Dalam berpakaian, terutama pesta-pesta adat atau upacara-upacara penting lainnya, masyarakat setempat belum bisa dipisahkan dari budaya. Kain adat adalah atribut wajib yang membalut tubuh kaum pria dan wanita. Sementara kain-kain adat itu dihasilkan oleh masyarakat setempat.
Situasi ini memantik Willy untuk berjuang bersama KBA. Tidak mudah baginya untuk melecut orang muda Sonraen untuk menaruh perhatian pada kearifan lokal tersebut. "Banyak dari antara mereka menganggap menenun itu aktivitas jaman dulu (jadul). Sesuatu yang tidak lagi menarik dan ketinggalan jaman."
Ia pun coba masuk melalui para orang tua. Alih-alih gayung bersambut, Willy mula-mula ditertawai. Orang tua menganggap aneh seorang lelaki ikut campur dalam urusan tenun-menenun. Memang  adat setempat telah mengkotak-kotakan peran pria dan wanita antara urusan berladang dan beternak di satu sisi dan urusan domestik, termasuk menentun di kutub berbeda. Menenun adalah aktivitas khusus kaum wanita. Bukan pria.
"Seorang lelaki yang menenun itu pamali dalam adat kami."
Sekalipun pantang bagi seorang lelaki menenun, bagi Willy tidak ada salahnya bila ia ikut dalam proses penyadaran. Tujuannya, bukan untuk merusak tatanan yang ada tetapi menarik atensi kaum muda untuk ikut mewarisi kearifan lokal tersebut.
"Tenun ini adalah identitas kita. Kalau misalnya anak dan cucu kita di kemudian hari bertanya apa yang menarik dari Amarasi, tentu kita akan beritahu salah satunya adalah tenun Amarasi," ungkapnya menirukan selentingannya kepada orang tua saat itu.
Tenun ikat bagi masyarakat setempat tidak hanya sebagai kebutuhan dasar. Ia juga bernilai ekonomis, sosial, dan budaya. Selain sebagai pakaian sehari-hari, hingga kini tenun Amarasi dipakai sebagai salah satu belis atau mas kawin, kain penutup jenasah, hingga pemberi identitas status sosial dari pemakainya.

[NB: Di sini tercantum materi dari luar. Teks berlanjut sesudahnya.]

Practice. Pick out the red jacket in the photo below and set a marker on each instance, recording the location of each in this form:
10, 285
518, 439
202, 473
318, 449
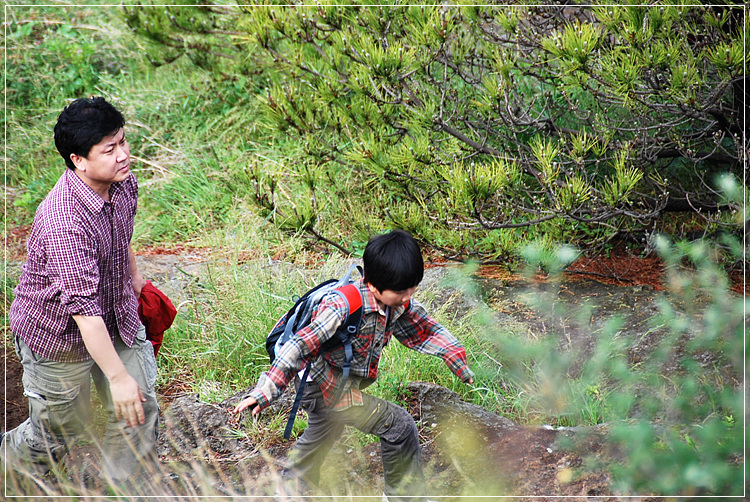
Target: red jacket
157, 314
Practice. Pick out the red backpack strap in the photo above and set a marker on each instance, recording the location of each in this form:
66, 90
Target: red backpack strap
352, 295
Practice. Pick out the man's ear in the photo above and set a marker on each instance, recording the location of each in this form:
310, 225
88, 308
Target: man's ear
78, 161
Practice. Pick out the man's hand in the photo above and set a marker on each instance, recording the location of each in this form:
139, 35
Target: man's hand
247, 403
127, 397
127, 400
137, 279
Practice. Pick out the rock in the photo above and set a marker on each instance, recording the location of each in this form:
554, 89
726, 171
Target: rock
200, 429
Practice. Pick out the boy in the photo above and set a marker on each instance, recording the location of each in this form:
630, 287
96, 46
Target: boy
75, 312
393, 267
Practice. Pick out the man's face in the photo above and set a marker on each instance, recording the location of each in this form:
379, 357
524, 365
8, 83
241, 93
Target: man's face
393, 299
108, 162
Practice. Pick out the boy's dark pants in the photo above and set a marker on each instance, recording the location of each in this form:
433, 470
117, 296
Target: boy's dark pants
399, 440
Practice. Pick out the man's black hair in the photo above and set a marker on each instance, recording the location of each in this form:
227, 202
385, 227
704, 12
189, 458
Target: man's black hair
84, 123
393, 261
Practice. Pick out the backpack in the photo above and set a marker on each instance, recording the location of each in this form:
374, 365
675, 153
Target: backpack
300, 316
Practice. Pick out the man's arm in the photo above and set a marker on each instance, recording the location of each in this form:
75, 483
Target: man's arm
138, 280
127, 397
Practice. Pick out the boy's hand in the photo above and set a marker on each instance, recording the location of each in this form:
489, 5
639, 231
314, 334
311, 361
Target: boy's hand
247, 403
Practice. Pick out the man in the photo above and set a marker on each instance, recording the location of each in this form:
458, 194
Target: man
75, 312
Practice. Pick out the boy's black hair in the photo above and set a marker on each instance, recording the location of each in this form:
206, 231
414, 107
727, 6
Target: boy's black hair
84, 123
393, 261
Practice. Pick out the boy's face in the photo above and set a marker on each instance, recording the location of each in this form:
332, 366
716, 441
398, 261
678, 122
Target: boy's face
108, 162
390, 298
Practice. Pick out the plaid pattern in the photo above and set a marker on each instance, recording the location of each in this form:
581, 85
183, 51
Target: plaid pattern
411, 325
77, 263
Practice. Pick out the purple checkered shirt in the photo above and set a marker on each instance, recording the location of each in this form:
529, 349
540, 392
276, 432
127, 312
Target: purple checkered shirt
77, 263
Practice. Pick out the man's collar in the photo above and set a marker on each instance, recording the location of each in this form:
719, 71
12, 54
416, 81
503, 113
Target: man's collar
88, 195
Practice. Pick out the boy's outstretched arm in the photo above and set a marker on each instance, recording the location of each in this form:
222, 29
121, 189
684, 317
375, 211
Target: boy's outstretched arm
248, 402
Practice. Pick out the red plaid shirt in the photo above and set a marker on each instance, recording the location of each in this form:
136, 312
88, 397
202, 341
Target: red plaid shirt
411, 325
77, 263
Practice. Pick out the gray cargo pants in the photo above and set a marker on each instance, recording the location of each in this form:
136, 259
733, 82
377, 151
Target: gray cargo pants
399, 441
59, 410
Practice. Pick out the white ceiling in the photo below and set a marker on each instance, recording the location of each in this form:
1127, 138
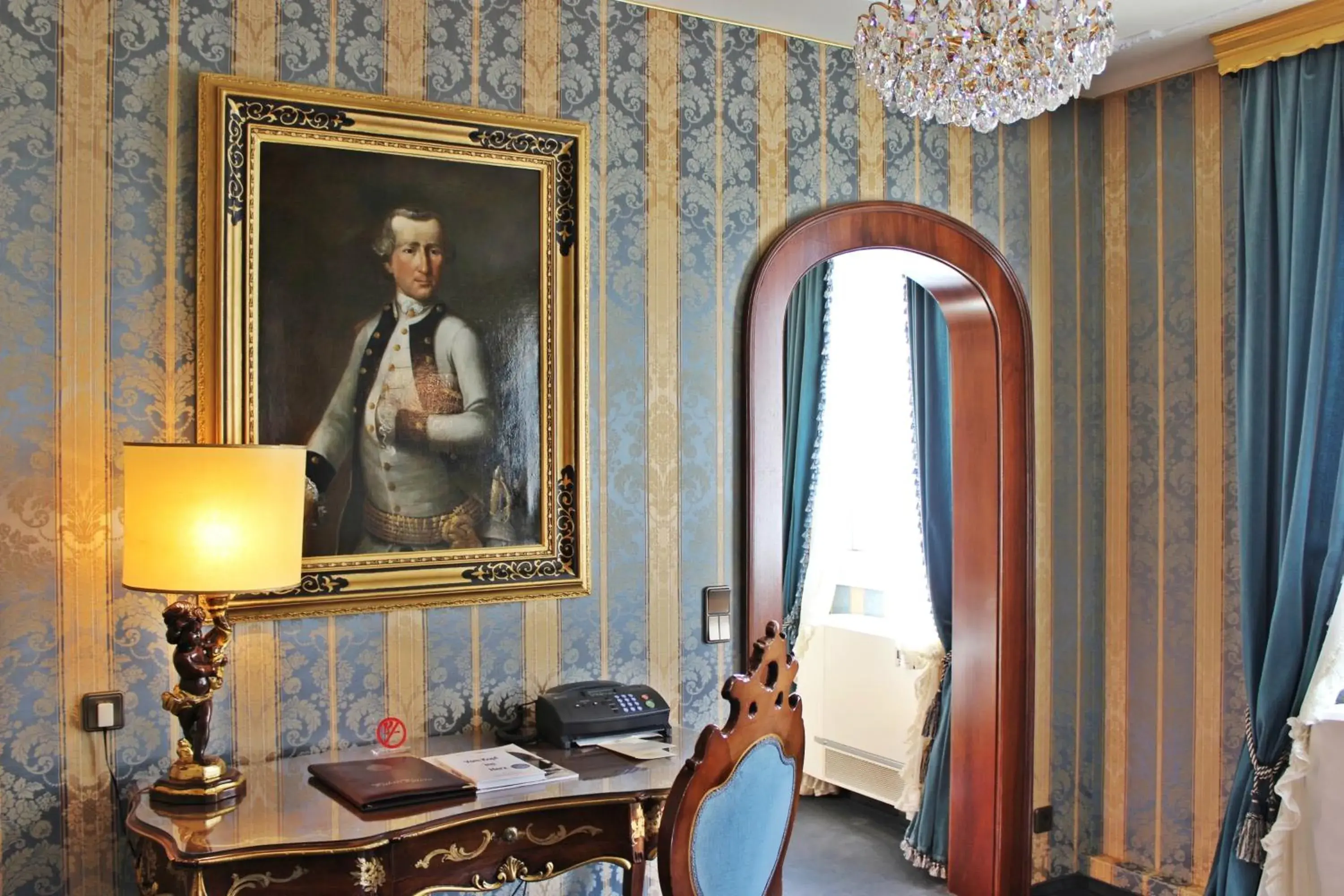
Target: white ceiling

Bila kita memperhatikan secara lebih teliti, corak dan motif tenun ikat Amarasi sungguh menarik. Tak heran bila ia menjadi salah satu cindera mata khas dari NTT. Dengan proses pembuatan yang masih mengandalkan tenaga manusia, dalam istilah teknis disebut Alat Tenun Bukan Mesin (ATBM), pengerjaannya pun tidak mudah. Butuh waktu yang tidak singkat pula.
Patut diakui tenun ikat Amarasi memiliki corak dan motif beragam. Nurul Amalya Utami dan Yulistiana dalam jurnalmahasiswa.unesa.ac.id bahkan mengidentifikasi ada 64 ragam hias dengan makna berbeda. Meski begitu, corak dan ragam hias itu memiliki makna dan latar belakang yang tak lepas dari kerajaan, kebudayaan dan lingkungan Amarasi.